El segundo charco en el que Blümel se ha metido fue ayer. La ORF, como es su obligación, organizó un debate con todos los candidatos en donde tuvieron oportunidad de explicar urbi et orbi cómo se proponían mejorarnos la vida a los vieneses durante los próximos años.

Blümel sabe que, por lo menos por su derecha (que vendría a ser más o menos la izquierda del otro) compite con Dominic Nepp; así que se concentró en atacarle. En una de estas, Blümel le reprochó que, por un lado, su partido estaba esparciendo las tonterías del negacionismo y del „antimascarillismo“ y atacando las medidas del Gobierno central para proteger la economía (el Kurzarbeit) mientras, por otro lado, la empresa de la familia de Nepp tiene a 21 trabajadores acogidos a esta medida.

Pusieron Nepp y el FPÖ el grito en el cielo !Sapristi! !El Ministro ha utilizado información confidencial para atacar a la competencia! !Campaña orquestada! Bueno, ya se hacen idea mis lectores, estas cosas que se dicen.

Para borrar la sombra de cualquier duda, la dirección de campaña del Partido Popular austriaco se apresuró a decir que los datos que había empleado Blümel los había dado…El mismo Nepp, en diferentes entrevistas y actos públicos.
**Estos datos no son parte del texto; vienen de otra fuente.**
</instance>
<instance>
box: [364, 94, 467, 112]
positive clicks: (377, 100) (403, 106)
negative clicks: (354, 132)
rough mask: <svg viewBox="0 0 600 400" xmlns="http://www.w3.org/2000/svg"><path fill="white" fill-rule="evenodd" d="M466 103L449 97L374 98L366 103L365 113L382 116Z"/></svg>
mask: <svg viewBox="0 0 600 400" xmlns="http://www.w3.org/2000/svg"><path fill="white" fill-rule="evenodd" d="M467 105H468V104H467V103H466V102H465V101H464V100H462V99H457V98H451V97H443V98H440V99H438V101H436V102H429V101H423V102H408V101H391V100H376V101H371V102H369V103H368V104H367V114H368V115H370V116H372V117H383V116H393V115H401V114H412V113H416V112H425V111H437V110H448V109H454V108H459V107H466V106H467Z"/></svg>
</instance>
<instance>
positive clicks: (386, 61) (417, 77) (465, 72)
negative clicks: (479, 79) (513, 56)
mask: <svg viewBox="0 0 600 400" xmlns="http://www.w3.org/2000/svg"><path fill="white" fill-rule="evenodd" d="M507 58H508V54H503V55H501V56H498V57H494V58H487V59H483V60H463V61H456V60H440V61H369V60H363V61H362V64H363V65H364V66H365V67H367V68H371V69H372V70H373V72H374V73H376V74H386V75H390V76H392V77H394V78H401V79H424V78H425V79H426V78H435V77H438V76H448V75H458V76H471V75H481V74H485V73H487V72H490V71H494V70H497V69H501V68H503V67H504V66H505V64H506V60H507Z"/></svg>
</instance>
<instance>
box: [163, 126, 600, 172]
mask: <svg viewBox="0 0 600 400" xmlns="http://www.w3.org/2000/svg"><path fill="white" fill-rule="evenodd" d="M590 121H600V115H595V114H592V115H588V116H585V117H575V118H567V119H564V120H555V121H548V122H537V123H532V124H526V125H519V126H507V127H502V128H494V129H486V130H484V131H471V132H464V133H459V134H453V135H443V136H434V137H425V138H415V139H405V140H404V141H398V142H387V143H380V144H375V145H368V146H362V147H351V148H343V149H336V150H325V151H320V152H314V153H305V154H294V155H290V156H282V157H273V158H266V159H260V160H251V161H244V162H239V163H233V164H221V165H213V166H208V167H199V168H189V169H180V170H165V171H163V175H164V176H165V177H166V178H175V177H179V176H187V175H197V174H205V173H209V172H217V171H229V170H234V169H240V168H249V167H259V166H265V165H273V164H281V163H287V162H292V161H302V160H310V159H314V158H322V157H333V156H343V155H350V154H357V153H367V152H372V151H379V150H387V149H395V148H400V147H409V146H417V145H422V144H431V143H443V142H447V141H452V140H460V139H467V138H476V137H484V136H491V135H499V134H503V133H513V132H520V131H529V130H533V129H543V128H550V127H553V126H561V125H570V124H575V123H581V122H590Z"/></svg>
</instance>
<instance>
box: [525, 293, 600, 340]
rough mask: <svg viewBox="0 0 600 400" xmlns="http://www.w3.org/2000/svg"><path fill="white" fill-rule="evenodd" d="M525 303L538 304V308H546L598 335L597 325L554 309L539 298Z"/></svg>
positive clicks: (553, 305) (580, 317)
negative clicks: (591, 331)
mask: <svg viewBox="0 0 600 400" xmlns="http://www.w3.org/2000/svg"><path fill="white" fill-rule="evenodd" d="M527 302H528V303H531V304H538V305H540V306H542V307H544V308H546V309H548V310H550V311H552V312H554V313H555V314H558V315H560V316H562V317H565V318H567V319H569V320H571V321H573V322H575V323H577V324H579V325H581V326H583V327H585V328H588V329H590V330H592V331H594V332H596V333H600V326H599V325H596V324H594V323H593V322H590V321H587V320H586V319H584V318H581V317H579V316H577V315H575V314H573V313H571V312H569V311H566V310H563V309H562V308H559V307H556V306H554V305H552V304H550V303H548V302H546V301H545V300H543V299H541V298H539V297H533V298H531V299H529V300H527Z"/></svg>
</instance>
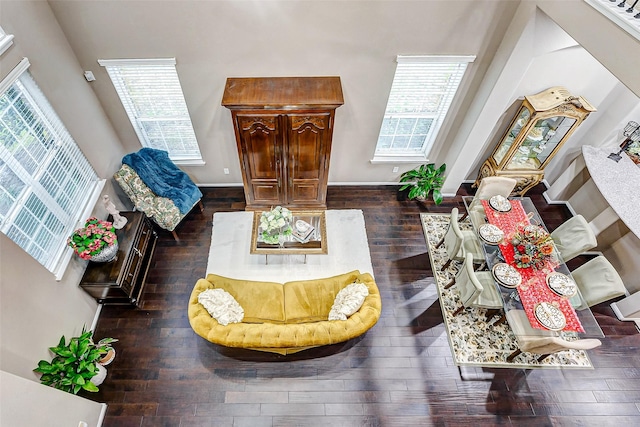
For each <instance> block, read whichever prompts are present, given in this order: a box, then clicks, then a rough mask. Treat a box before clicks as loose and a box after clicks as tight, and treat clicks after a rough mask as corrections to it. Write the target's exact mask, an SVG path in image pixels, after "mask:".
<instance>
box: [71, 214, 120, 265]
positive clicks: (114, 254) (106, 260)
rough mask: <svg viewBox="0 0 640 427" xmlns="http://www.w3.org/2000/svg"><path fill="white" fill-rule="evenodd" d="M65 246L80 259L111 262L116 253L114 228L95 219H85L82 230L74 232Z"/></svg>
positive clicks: (117, 244)
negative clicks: (73, 252)
mask: <svg viewBox="0 0 640 427" xmlns="http://www.w3.org/2000/svg"><path fill="white" fill-rule="evenodd" d="M67 244H68V245H69V246H71V247H72V248H73V251H74V252H75V253H76V254H78V256H79V257H80V258H82V259H88V260H91V261H96V262H108V261H112V260H113V259H114V258H115V257H116V255H117V253H118V239H117V237H116V229H115V227H114V226H113V224H112V223H111V222H109V221H103V220H101V219H98V218H96V217H91V218H89V219H87V221H86V222H85V224H84V228H79V229H77V230H76V231H74V232H73V234H72V235H71V236H69V238H68V239H67Z"/></svg>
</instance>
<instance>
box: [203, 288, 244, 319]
mask: <svg viewBox="0 0 640 427" xmlns="http://www.w3.org/2000/svg"><path fill="white" fill-rule="evenodd" d="M198 302H199V303H200V304H202V305H203V306H204V308H206V309H207V311H208V312H209V314H210V315H211V317H213V318H214V319H216V320H217V321H218V323H220V324H221V325H225V326H226V325H228V324H229V323H240V322H242V318H243V317H244V310H243V309H242V307H240V304H238V301H236V300H235V298H233V297H232V296H231V294H230V293H229V292H227V291H225V290H223V289H207V290H206V291H204V292H200V295H198Z"/></svg>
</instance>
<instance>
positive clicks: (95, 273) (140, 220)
mask: <svg viewBox="0 0 640 427" xmlns="http://www.w3.org/2000/svg"><path fill="white" fill-rule="evenodd" d="M120 215H122V216H124V217H126V218H127V220H128V221H127V224H126V225H125V226H124V227H123V228H122V229H120V230H116V235H117V236H118V246H119V247H118V255H117V257H116V259H115V260H114V261H111V262H106V263H98V262H91V261H90V262H89V265H88V266H87V270H86V271H85V273H84V276H83V277H82V280H81V282H80V287H81V288H82V289H84V290H85V291H86V292H87V293H89V295H91V296H93V297H94V298H95V299H96V300H97V301H98V302H99V303H101V304H134V305H138V304H139V302H140V298H141V297H142V291H143V289H144V283H145V280H146V278H147V272H148V271H149V265H150V264H151V256H152V255H153V250H154V249H155V246H156V240H157V238H158V235H157V233H156V232H155V231H154V230H153V225H152V224H151V221H150V220H149V219H148V218H147V217H146V216H145V215H144V214H143V213H142V212H120ZM108 220H109V221H112V218H111V217H109V218H108Z"/></svg>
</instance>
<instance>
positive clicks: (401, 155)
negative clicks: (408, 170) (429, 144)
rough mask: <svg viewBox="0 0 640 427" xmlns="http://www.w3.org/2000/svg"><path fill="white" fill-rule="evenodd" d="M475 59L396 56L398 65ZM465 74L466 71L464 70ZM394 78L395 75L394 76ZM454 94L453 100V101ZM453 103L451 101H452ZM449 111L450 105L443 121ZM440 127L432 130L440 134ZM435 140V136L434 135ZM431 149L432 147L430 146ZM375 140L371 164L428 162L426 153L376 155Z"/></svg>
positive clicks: (376, 141) (376, 148) (411, 55)
mask: <svg viewBox="0 0 640 427" xmlns="http://www.w3.org/2000/svg"><path fill="white" fill-rule="evenodd" d="M475 59H476V56H475V55H398V56H397V57H396V62H397V63H398V64H402V63H405V64H410V63H425V62H428V63H434V62H442V63H447V62H457V63H467V64H468V63H471V62H474V61H475ZM465 74H466V70H465ZM394 78H395V74H394ZM462 79H464V74H463V75H462ZM461 85H462V80H461V82H460V84H459V85H458V89H459V88H460V86H461ZM455 96H456V95H455V94H454V97H453V99H454V100H455ZM452 101H453V100H452ZM452 104H453V102H452ZM449 111H451V105H450V106H449V109H448V111H447V114H445V115H444V116H443V117H441V118H442V119H445V118H446V116H447V115H448V113H449ZM385 114H386V106H385ZM441 126H442V121H441V122H440V123H438V124H437V128H436V129H434V132H436V133H438V132H440V128H441ZM436 138H437V135H436ZM431 147H433V145H431ZM376 150H377V139H376V147H375V148H374V154H373V158H372V159H371V160H370V163H371V164H387V163H425V162H428V161H429V158H428V156H427V155H426V153H415V154H410V153H399V154H393V153H378V152H377V151H376Z"/></svg>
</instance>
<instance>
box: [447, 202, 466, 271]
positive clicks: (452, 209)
mask: <svg viewBox="0 0 640 427" xmlns="http://www.w3.org/2000/svg"><path fill="white" fill-rule="evenodd" d="M463 239H464V237H463V235H462V230H460V225H459V224H458V208H453V209H451V215H450V218H449V227H448V228H447V232H446V233H445V235H444V248H445V250H446V251H447V255H448V257H449V259H453V258H454V257H455V256H456V254H457V253H458V252H460V248H461V247H462V241H463Z"/></svg>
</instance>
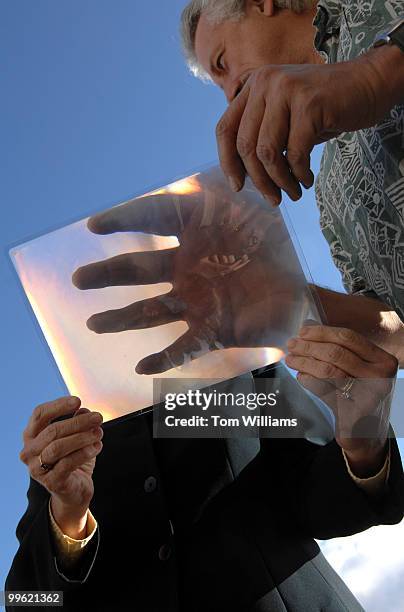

De manera que Nepp tuvo que envainársela.

¿Y Strache?

Hay una famosa ocurrencia de Katharine Hepburn a propósito de Fred Astaire y Ginger Rogers. Dijo de ellos dos que „Ginger le da a Fred sexo y Fred le da a Ginger estilo“. Si hay algo que hemos aprendido de esta campaña electoral es que, en el dúo Kick-Strache, el primero le daba al segundo contenido y el segundo aportaba ese puntito marrullero sin el cual la política es, como decía más arriba, un kilo de acelgas.

A estas alturas, Strache, privado de contenidos, y con su vida convertida en una especie de culebrón, está haciendo lo posible por atraer la atención. Él es, sin duda, la nota excéntrica, pintoresca, de estas elecciones y sin duda es quien más se juega.